No âmbito civil, há previsão de responsabilidade por danos morais e patrimoniais decorrentes de infração à ordem econômica pela via da ação civil pública (Lei Federal 7.347/1985 – Lei de Ação Civil Pública).
Dentro da perspectiva das bases constitucionais da ordem econômica, a prática de cartel é vista pelo legislador como uma conduta grave, tanto é que é responsabilizada em três distintas esferas jurídicas, ensejando, portanto, simultaneamente a responsabilização do agente econômico no plano criminal, administrativo e civil, excluindo o bis in idem (artigo 35 da Lei Federal 12.529/2011).
Cooperação
Pode-se muito bem dizer que pauta do dia é a busca e a promoção de cooperação entre as agências estatais, seja no âmbito interno quanto no âmbito externo (cooperação internacional) aprimorando a troca de informações, muitas delas para auxiliar em uma persecução criminal. Desse modo, é possível – e muito bem-vinda – a comunicação entre as esferas criminal, administrativa e cível, como é o caso da celebração de acordo de leniência pelo agente econômico previsto no artigo 86 da Lei Federal 12.529/2011 (celebrado administrativamente) e que interfere diretamente na tramitação da persecução penal (no âmbito criminal, portanto), conforme entabulado no artigo 87 da mesma Lei:
“[N]os crimes contra a ordem econômica, tipificados na Lei no 8.137, de 27 de dezembro de 1990, e nos demais crimes diretamente relacionados à prática de cartel, tais como os tipificados na Lei no 8.666, de 21 de junho de 1993, e os tipificados no art. 288 do Decreto-Lei nº 2.848, de 7 de dezembro de 1940 – Código Penal, a celebração de acordo de leniência, nos termos desta Lei, determina a suspensão do curso do prazo prescricional e impede o oferecimento da denúncia com relação ao agente beneficiário da leniência” [9].
Leniência
Sem possibilidades de ingressarmos em maiores debates sobre a eficácia nacional do combate aos cartéis, nos cumpre destacar que o programa de acordo de leniência, inserido na legislação concorrencial em 2003 e aprimorado com a Lei Federal 12.529/2011, permite a celebração de acordo entre Estado e leniente (colaborador) com a obtenção de benefícios ao agente econômico como, por exemplo, de imunidade processual ou a diminuição da sanção penal (de um a dois terços) quanto a eventuais crimes contra a ordem econômica, confessando a participação na conduta e indicando quais foram os agentes econômicos envolvidos na prática anticompetititva do cartel, enfim, atitudes do colaborador na investigação oficial que incidiram em premiação. A repercussão da celebração do acordo — na esfera administrativa — permite a proteção na esfera criminal.
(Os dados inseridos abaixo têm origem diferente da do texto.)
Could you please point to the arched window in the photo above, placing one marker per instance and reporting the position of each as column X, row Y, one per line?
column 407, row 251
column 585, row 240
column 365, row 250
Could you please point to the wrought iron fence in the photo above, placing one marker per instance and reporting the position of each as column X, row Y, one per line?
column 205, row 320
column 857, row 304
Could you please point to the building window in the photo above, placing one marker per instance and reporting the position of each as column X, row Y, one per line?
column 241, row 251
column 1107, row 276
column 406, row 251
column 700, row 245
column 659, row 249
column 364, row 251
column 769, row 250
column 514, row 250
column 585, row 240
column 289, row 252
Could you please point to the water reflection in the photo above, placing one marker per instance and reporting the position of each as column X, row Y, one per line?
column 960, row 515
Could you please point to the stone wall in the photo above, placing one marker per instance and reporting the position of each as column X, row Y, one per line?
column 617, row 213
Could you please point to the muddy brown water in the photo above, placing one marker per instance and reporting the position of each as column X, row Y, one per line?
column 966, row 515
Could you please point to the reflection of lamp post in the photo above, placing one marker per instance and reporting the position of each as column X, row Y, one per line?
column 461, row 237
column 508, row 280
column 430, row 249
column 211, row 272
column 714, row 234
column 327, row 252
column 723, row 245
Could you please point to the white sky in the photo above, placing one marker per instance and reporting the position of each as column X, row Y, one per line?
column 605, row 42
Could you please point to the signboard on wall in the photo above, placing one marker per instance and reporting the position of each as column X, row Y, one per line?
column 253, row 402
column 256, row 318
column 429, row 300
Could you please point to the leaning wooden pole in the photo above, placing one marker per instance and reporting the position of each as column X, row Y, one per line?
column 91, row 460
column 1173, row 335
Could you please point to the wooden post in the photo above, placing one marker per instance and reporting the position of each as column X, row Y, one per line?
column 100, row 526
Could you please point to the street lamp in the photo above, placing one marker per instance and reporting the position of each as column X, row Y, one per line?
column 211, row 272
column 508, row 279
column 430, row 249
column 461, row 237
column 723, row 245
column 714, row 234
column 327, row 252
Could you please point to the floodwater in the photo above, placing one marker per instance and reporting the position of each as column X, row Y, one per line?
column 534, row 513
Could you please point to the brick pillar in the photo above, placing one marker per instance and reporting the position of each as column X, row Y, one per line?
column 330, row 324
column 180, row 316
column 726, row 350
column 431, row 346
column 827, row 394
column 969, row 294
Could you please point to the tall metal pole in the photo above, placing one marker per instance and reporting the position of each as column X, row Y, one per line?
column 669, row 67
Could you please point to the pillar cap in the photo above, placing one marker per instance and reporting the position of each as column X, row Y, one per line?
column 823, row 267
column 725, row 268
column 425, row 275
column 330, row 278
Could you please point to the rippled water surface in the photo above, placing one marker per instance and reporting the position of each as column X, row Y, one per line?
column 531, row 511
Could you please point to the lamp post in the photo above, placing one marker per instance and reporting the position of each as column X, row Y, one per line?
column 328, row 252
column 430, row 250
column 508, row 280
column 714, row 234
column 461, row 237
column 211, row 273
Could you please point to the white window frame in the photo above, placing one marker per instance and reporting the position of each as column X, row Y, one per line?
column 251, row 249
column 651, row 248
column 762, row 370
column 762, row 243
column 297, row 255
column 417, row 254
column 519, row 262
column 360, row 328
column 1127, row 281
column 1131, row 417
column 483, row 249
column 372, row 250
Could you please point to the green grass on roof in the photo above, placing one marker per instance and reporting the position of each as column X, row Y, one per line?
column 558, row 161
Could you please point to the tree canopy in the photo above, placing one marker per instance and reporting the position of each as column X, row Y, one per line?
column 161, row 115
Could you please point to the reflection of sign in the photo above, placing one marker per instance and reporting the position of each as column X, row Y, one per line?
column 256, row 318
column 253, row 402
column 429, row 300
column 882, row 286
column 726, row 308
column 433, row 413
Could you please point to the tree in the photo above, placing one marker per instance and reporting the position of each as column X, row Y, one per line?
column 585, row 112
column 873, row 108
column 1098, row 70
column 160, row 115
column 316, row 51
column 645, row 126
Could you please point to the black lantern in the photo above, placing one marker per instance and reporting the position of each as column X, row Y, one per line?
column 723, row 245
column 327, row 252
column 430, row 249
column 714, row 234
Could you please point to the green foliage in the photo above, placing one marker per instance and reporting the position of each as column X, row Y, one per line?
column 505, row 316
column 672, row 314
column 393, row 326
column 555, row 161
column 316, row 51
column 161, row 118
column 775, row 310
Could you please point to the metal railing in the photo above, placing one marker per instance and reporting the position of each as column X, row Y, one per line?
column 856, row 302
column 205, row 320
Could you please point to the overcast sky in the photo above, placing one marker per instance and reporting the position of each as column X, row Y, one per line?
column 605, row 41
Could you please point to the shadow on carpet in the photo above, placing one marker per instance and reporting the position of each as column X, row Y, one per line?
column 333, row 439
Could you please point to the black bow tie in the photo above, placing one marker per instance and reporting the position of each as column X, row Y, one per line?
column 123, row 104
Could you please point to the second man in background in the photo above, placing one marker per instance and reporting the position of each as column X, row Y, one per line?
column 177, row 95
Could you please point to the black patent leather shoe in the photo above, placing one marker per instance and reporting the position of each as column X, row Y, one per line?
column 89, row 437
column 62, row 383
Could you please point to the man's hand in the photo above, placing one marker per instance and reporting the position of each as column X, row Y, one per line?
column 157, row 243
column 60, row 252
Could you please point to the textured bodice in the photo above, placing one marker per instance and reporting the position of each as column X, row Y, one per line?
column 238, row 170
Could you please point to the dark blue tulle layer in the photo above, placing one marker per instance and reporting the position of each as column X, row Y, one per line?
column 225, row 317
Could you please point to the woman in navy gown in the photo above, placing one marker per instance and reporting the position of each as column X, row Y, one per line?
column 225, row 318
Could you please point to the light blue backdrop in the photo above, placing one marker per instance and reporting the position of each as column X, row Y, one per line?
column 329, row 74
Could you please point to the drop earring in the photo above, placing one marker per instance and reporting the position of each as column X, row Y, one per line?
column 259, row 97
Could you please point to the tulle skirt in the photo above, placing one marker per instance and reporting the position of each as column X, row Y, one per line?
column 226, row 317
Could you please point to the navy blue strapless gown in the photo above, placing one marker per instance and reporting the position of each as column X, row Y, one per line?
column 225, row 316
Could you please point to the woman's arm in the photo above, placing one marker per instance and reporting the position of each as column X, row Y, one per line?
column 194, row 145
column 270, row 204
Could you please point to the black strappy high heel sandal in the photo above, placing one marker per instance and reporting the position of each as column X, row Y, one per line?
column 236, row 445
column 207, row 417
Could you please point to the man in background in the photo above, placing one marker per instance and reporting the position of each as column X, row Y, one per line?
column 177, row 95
Há, portanto, necessidade de esforço das autoridades signatárias do acordo (Cade, Ministérios Públicos etc.) em valorizar a leniência, com o fim de promovê-la como uma ferramenta (meio) de obtenção de provas. A maior premissa é não colocar o informante leniente, portanto, colaborador e revelador do cartel, em posição pior aos outros players que serão investigados mediante a colaboração realizada e cujo prêmio é reservado a quem chega primeiro à autoridade.
No geral, as leis relacionadas à criminalidade econômica se complementam e devem trazer maior segurança aos jurisdicionados como o caso do player do mercado que pretende revelar comportamentos ilícitos e antiéticos, como um mecanismo comum para trazer maior garantia ao agente econômico que pretende cooperar (esferas de competência).
Nesse sentido, acordos de cooperação entre órgãos estatais são necessários para a preservação dos instrumentos de leniência (ou de colaboração premiada, se esfera criminal) e a falta ou déficit de comunicação e aproveitamento entre os órgãos ligados à repressão às infrações contra a ordem econômica pode representar o maior entrave na celebração do acordo de leniência pelo agente econômico.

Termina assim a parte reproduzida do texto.